Be advised that before your installment agreement can be considered, you must be current on all filing and payment requirements. Taxpayers in an open bankruptcy proceeding are not eligible.
Offer in compromise
An offer in compromise is an agreement between you and the IRS that resolves your tax liability by payment of an agreed upon reduced amount.
Before the IRS considers an offer, you must have filed all tax returns, made all required estimated payments for the current year, and made all required federal tax deposits for the current quarter if you are a business owner with employees.
As in the case of the installment payment agreement, taxpayers in an open bankruptcy proceeding are not eligible.
Temporarily delay collection
If the IRS determines that you cannot pay your tax debt due to financial hardship, the IRS may temporarily delay collection by reporting your account as currently not collectible.

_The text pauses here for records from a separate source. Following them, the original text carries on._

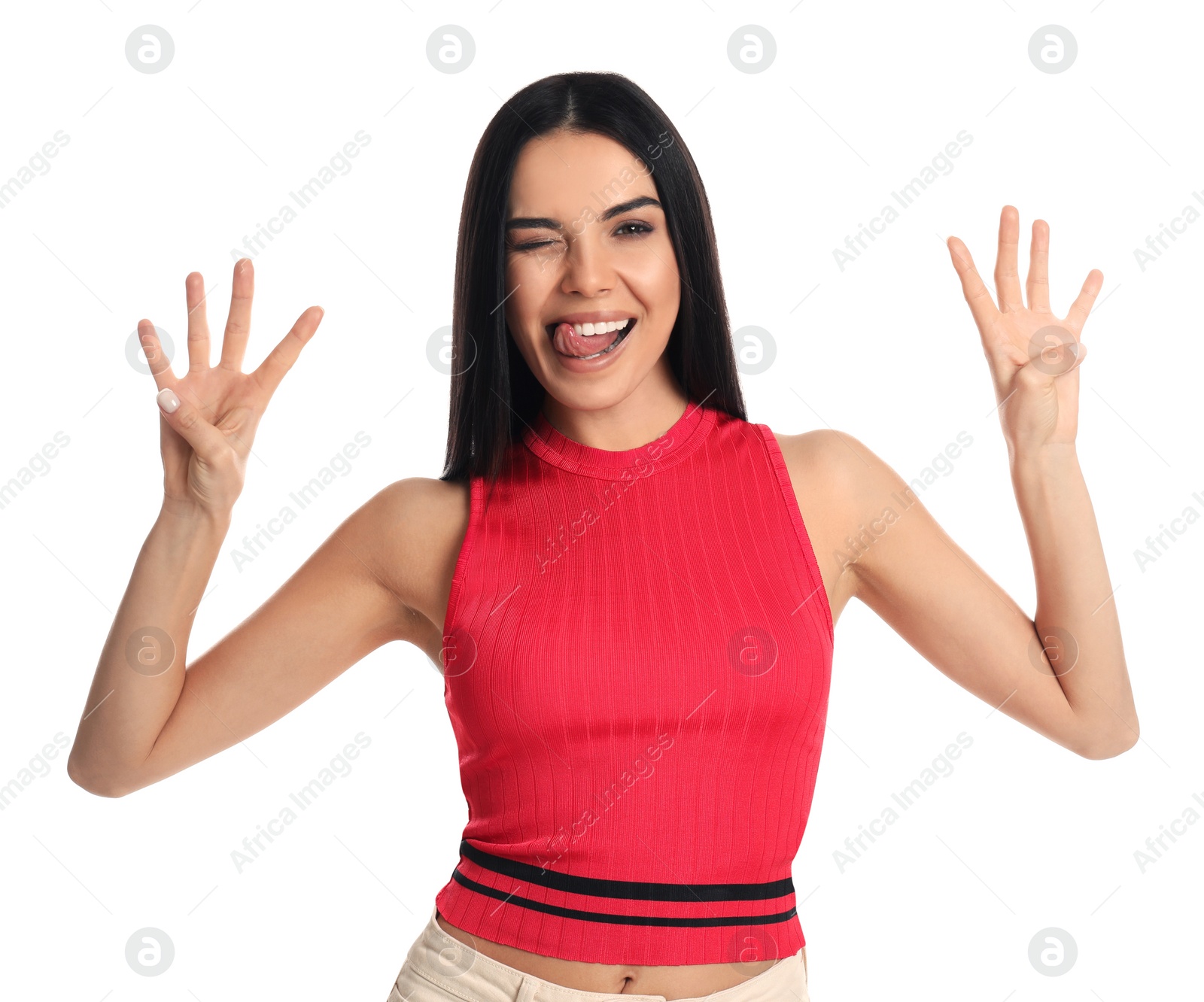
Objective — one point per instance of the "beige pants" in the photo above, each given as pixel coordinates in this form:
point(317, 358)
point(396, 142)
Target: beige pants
point(441, 968)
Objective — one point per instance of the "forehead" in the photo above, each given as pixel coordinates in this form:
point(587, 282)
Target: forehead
point(563, 172)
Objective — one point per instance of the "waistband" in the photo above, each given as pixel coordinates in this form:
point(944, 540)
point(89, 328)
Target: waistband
point(467, 973)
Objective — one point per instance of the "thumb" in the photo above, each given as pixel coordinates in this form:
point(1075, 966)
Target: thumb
point(184, 418)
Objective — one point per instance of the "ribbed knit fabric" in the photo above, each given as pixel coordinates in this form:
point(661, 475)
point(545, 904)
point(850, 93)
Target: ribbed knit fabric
point(637, 651)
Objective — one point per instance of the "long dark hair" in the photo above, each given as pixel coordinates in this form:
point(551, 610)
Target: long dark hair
point(495, 395)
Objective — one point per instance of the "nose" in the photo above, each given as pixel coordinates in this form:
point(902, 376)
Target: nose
point(588, 269)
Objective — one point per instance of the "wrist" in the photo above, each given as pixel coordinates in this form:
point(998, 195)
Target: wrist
point(190, 513)
point(1041, 460)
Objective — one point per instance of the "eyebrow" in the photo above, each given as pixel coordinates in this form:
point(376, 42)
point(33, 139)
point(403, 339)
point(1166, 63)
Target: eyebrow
point(546, 223)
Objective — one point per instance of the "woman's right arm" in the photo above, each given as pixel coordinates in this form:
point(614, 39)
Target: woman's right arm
point(146, 717)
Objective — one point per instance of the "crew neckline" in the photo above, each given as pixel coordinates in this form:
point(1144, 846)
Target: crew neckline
point(680, 441)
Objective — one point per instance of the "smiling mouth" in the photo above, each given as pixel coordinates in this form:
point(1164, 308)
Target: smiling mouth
point(581, 342)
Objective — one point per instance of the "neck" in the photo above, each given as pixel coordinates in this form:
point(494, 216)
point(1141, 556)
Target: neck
point(638, 418)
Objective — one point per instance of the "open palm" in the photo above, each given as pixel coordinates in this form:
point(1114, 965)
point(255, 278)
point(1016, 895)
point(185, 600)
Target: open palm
point(206, 436)
point(1035, 357)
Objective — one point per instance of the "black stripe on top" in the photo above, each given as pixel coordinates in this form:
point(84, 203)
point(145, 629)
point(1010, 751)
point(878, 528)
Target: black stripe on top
point(605, 917)
point(631, 890)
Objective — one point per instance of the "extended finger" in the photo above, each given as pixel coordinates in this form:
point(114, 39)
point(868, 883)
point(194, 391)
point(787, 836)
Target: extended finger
point(1081, 306)
point(157, 358)
point(198, 323)
point(1038, 284)
point(280, 360)
point(1007, 276)
point(234, 344)
point(973, 288)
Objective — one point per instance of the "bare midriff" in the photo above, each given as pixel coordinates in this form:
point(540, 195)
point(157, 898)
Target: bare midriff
point(673, 982)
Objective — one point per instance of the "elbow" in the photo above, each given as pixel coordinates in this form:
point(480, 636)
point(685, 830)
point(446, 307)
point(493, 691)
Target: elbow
point(98, 785)
point(1108, 745)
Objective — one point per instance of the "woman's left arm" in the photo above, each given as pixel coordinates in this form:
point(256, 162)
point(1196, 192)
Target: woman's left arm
point(1063, 673)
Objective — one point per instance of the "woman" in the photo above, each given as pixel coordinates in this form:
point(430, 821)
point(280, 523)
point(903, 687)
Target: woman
point(628, 584)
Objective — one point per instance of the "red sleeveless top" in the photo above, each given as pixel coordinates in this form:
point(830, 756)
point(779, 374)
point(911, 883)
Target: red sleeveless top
point(637, 657)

Changing the debt status as currently not collectible, however, does not mean the debt goes away. As mentioned before, interest and penalties still continue to accrue even if the debt is delayed for collection.
Before the IRS approves your request to delay collection, you need to complete a Collection Information Statement (Form 433-F, Form 433-A, or Form 433-B). By filling out these statements, you are providing the IRS with your assets information as well as your monthly income and expenses.
The IRS may temporarily suspend certain collection actions, such as issuing a levy until your financial condition improves but can still file a Notice of Federal Tax Lien while your account is suspended. The IRS may also file a Notice of Federal Tax Lien in the public records, which means that your creditors are notified that the IRS has a claim against all your property. By doing so, your credit rating may be affected. Once a lien arises, the IRS cannot release the lien until the tax, the penalty, interest, and recording fees are paid in full or until the IRS may no longer legally collect the tax.
Other payment options
In addition to the IRS payment options mentioned above, you might also consider financing the full tax payment of your tax liability through loans, such as a home equity loan or a credit card. The interest and penalties set by the Internal Revenue Code may be higher than any applicable fees charged by the bank or credit card company.